Dr. Bebermeyer and his colleagues were impressed by what they saw and by the portfolio's potential for measuring overall competency. With the subsequent introduction of the new Commission on Dental Accreditation (CODA) standards on critical thinking and evidence-based dentistry, Dr. Bebermeyer concluded, "the portfolio seemed like the right thing to do."

Last year the dental school got the ball rolling by introducing a portfolio in its second year pre-clinical operative dentistry course. Students learned to use the new tool by writing self-assessments and uploading photos of their operative preparations on ivorine or plastic teeth. This fall the school will expand its use of portfolios to a first-year course, Foundational Skills for Clinic. Students will engage in more reporting, writing, and reflective learning by assessing their introduction to the clinic in areas such as cardiopulmonary resuscitation (CPR), infection control, and chairside assisting.

Dr. Bebermeyer plans to build from there. He sees great potential for integrating the portfolio throughout the curriculum as his colleagues in dental hygiene have done.

"We will be dropping some competency exams into the portfolio," he says, "but I want it to be more. I want it to be cases and essays and videos. My goal is for the students to be able to demonstrate overall competency, and that includes critical thinking, the practice of evidence-based dentistry, ethics, and patient management."

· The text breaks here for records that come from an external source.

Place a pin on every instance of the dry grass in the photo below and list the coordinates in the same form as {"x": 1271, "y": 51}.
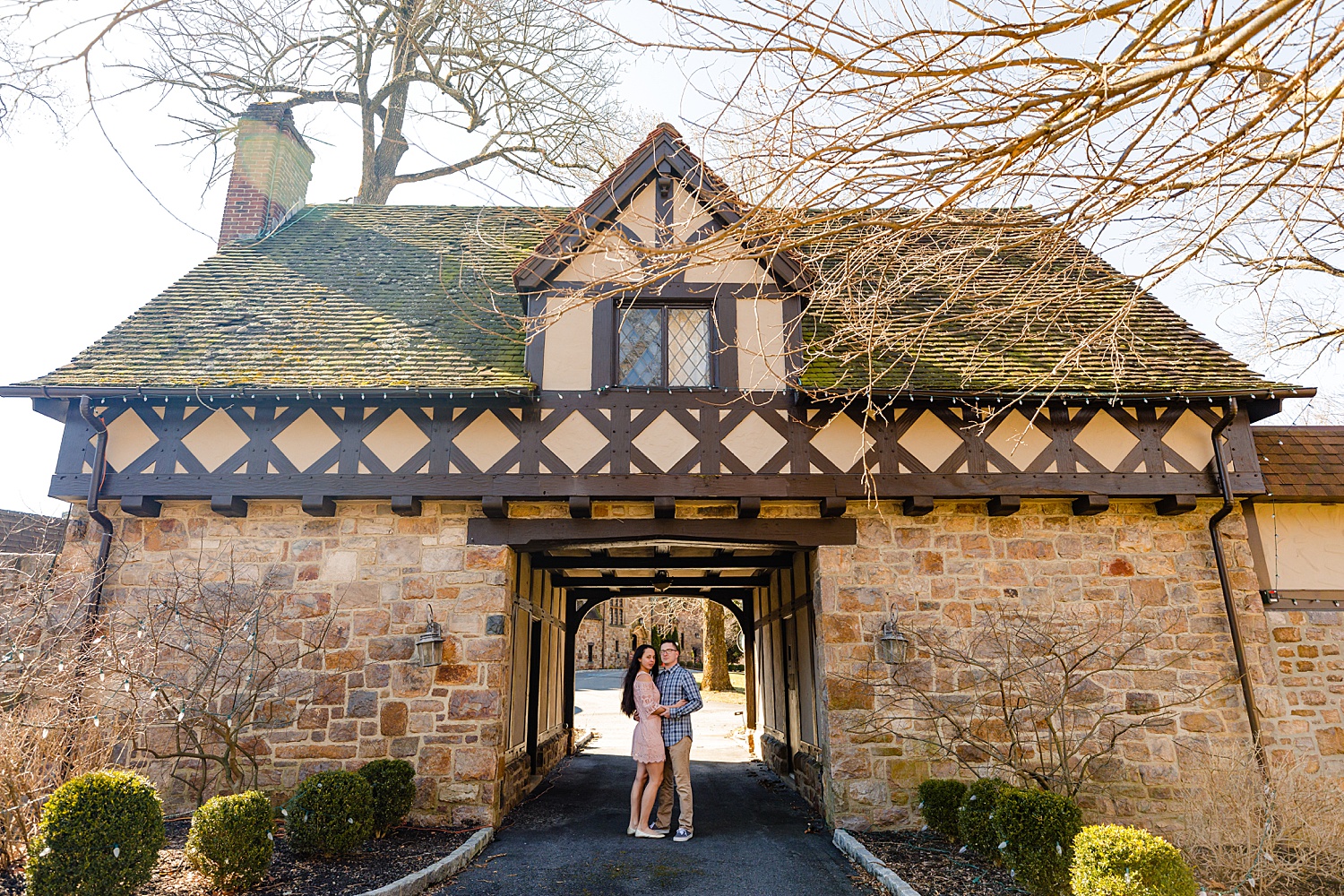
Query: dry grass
{"x": 1277, "y": 837}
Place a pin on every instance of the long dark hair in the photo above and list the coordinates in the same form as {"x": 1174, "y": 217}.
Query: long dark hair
{"x": 628, "y": 688}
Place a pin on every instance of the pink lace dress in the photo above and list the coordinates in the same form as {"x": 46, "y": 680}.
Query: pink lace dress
{"x": 648, "y": 732}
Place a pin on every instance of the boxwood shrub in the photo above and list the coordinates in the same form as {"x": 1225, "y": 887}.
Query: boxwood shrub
{"x": 1037, "y": 833}
{"x": 330, "y": 814}
{"x": 940, "y": 798}
{"x": 99, "y": 834}
{"x": 231, "y": 841}
{"x": 975, "y": 817}
{"x": 1115, "y": 860}
{"x": 394, "y": 791}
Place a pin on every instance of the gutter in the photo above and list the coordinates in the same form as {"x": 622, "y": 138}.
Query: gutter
{"x": 1220, "y": 562}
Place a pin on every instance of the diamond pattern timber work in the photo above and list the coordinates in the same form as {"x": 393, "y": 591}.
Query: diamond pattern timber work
{"x": 1018, "y": 440}
{"x": 754, "y": 443}
{"x": 1190, "y": 437}
{"x": 395, "y": 441}
{"x": 575, "y": 441}
{"x": 1107, "y": 440}
{"x": 486, "y": 441}
{"x": 128, "y": 438}
{"x": 930, "y": 441}
{"x": 306, "y": 440}
{"x": 844, "y": 443}
{"x": 215, "y": 440}
{"x": 666, "y": 443}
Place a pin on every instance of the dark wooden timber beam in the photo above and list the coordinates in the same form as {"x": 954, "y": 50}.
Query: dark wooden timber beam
{"x": 718, "y": 562}
{"x": 1090, "y": 504}
{"x": 539, "y": 535}
{"x": 140, "y": 505}
{"x": 464, "y": 487}
{"x": 319, "y": 505}
{"x": 650, "y": 582}
{"x": 917, "y": 505}
{"x": 406, "y": 505}
{"x": 832, "y": 506}
{"x": 719, "y": 594}
{"x": 1176, "y": 504}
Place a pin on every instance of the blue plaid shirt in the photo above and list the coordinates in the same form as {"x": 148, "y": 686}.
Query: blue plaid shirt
{"x": 677, "y": 684}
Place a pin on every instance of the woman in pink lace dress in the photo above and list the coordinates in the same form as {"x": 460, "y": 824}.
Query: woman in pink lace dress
{"x": 640, "y": 700}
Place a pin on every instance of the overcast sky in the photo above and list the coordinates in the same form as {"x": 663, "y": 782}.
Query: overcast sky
{"x": 83, "y": 245}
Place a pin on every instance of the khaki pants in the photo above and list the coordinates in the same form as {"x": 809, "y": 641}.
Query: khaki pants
{"x": 677, "y": 766}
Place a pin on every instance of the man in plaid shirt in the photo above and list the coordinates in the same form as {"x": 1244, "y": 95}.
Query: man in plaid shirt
{"x": 682, "y": 696}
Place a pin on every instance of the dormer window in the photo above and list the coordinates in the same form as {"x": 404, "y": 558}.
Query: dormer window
{"x": 664, "y": 346}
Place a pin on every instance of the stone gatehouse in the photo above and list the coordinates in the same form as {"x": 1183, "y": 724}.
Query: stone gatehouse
{"x": 496, "y": 416}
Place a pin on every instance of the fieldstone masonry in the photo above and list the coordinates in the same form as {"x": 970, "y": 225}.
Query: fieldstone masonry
{"x": 374, "y": 573}
{"x": 1309, "y": 697}
{"x": 945, "y": 568}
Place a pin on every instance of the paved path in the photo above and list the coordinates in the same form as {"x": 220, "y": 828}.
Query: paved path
{"x": 753, "y": 837}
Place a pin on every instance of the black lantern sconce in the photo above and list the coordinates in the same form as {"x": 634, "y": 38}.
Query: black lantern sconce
{"x": 892, "y": 646}
{"x": 429, "y": 646}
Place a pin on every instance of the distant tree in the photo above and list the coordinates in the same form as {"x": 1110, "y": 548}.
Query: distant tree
{"x": 1190, "y": 134}
{"x": 519, "y": 82}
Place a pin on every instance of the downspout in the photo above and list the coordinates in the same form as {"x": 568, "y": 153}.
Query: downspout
{"x": 93, "y": 600}
{"x": 93, "y": 603}
{"x": 1220, "y": 562}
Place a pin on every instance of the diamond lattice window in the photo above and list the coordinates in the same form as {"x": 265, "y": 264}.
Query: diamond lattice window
{"x": 642, "y": 347}
{"x": 664, "y": 347}
{"x": 688, "y": 347}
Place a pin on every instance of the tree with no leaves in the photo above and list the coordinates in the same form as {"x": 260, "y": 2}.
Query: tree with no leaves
{"x": 521, "y": 82}
{"x": 1193, "y": 132}
{"x": 1034, "y": 691}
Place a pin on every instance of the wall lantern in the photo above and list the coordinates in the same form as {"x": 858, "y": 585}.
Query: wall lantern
{"x": 892, "y": 646}
{"x": 429, "y": 646}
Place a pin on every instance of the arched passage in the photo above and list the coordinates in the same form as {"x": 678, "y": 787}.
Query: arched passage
{"x": 765, "y": 587}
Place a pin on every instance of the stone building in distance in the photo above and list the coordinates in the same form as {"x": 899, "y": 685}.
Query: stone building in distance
{"x": 360, "y": 408}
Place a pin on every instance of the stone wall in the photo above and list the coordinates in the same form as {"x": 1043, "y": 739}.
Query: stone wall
{"x": 370, "y": 575}
{"x": 943, "y": 571}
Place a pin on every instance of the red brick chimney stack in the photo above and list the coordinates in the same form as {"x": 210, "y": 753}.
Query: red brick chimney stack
{"x": 271, "y": 168}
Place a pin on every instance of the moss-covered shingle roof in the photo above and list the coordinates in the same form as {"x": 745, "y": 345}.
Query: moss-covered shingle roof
{"x": 344, "y": 296}
{"x": 422, "y": 298}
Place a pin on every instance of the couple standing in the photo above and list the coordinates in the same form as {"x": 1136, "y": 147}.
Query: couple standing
{"x": 661, "y": 702}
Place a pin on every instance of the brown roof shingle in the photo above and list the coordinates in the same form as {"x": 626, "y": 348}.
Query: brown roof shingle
{"x": 1301, "y": 462}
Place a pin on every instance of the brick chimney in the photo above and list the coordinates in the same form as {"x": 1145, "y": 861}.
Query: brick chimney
{"x": 271, "y": 168}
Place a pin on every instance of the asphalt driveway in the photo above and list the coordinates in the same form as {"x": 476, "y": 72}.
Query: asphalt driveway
{"x": 753, "y": 836}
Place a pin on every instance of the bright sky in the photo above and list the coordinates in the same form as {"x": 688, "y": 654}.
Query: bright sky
{"x": 83, "y": 245}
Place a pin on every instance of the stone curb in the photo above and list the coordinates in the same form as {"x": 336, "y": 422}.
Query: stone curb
{"x": 444, "y": 868}
{"x": 847, "y": 844}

Engaging students in critical thinking is clearly just one of many uses for the portfolio-in dental hygiene as well as in dentistry. Nevertheless, Prof. Warren-Morris believes that portfolios, in combination with case studies, are especially well suited to promoting and documenting the evolution of student thinking. "Just the mere fact that students spend time reflecting on the care they've given by putting it into a case study, there's learning that occurs in that process that wouldn't have occurred otherwise."